What's that they say about Texarkana? Twice as nice?
Here's the full ordinance.
The ordinance is similar to that adopted by the Little Rock Board of Directors.
It includes sexual orientation and gender identity among protected classes in city employment and personnel practices. It also guarantees non-discrimination in services provided by city employees. It says that all city contracts shall include a clause saying that the contracting party will not discriminate.

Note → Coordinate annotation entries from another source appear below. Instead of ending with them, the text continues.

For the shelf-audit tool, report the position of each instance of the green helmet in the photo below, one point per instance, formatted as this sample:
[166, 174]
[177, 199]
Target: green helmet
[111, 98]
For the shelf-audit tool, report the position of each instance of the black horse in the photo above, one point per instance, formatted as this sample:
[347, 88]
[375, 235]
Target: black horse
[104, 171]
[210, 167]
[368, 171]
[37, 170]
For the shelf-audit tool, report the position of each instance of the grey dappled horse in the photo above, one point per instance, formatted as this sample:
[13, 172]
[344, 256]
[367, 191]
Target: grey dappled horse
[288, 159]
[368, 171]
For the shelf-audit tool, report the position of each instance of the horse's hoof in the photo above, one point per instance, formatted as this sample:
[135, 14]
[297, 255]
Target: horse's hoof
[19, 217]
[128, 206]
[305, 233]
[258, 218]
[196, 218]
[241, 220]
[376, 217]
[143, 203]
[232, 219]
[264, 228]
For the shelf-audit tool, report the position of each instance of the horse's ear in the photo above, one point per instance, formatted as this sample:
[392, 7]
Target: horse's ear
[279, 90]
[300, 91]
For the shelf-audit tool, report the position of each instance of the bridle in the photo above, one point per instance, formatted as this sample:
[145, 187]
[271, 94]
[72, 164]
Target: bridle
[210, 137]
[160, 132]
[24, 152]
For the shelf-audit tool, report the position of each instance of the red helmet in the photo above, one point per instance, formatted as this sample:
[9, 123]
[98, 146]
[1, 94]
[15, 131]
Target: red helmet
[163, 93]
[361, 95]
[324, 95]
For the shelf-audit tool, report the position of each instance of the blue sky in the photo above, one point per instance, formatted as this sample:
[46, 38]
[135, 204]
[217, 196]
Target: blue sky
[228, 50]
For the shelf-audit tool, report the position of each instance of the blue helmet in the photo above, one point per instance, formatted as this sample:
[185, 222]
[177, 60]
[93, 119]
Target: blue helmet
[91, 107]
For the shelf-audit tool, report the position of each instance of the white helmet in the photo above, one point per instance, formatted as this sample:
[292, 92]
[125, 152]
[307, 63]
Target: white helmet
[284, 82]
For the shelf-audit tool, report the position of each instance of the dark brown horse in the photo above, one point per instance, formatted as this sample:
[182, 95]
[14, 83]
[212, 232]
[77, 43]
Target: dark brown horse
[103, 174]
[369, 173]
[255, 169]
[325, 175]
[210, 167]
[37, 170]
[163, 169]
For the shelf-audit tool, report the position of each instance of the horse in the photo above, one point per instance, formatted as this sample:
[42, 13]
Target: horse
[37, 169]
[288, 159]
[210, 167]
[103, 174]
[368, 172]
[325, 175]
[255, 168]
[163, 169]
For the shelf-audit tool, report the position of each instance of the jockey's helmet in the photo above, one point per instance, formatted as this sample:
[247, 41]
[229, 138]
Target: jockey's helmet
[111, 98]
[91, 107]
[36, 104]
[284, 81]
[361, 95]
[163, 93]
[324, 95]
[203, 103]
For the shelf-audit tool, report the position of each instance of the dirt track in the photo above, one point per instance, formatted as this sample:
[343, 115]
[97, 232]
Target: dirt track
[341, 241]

CORRECTION: I'd earlier included the language of the emergency clause because I liked the sound of it. It was withdrawn before the vote so it was not part of the ordinance approved, so it will be 30 days before the ordinance takes effect. The clause said:
It is important that the City not discriminate in the hiring of individuals to work for the City as employees, and to assure that it does not indirectly discriminate in the hiring of individuals to work on City contracts; and, further, to assure, to the extent possible, that no such discrimination exists is essential to the public health, safety and welfare; an emergency is, therefore, declared to exist and this ordinance shall be in full force and effect from and after the date of its passage.
More for Sen. Bart Hester
and others in the Republican majority, including Gov. Asa Hutchinson, to get unhappy about. It is yet another exception to the 2015 law by the legislature — allowed to become law by the governor — meant to prohibit local governments from providing equal protection to gay people. The legislature passed — and the governor allowed to become law — an additional measure that nominally allows people to claim a religious pretext for discrimination in employment, housing and public accommodations. A Fayetteville anti-discrimination ordinance is being challenged in court by advocates of discrimination against gay people. Attorneys in Fayetteville, Little Rock and Eureka Springs, among others, have said the state law was poorly drafted and the local ordinances are allowed both by state law and, more important, by the U.S. Constitution.
The action drew a cheer from Tippi McCullough of the Stonewall Democratic Caucus:
The Stonewall Democratic Caucus of Arkansas commends the city of Texarkana for the unanimous passing of its nondiscrimination ordinance last night. Texarkana now joins Little Rock, Hot Springs, Eureka Springs, Fayetteville, Marvell and Pulaski County with some type of nondiscrimination ordinance while positive steps in the right direction are also being made in Conway and North Little Rock. These NDOs show that diversity is good for business, good for communities, and the right thing to do. These ordinances also show that from north Arkansas to central Arkansas to east Arkansas to south Arkansas, people are moving toward equality which will only make Arkansas more united and stronger.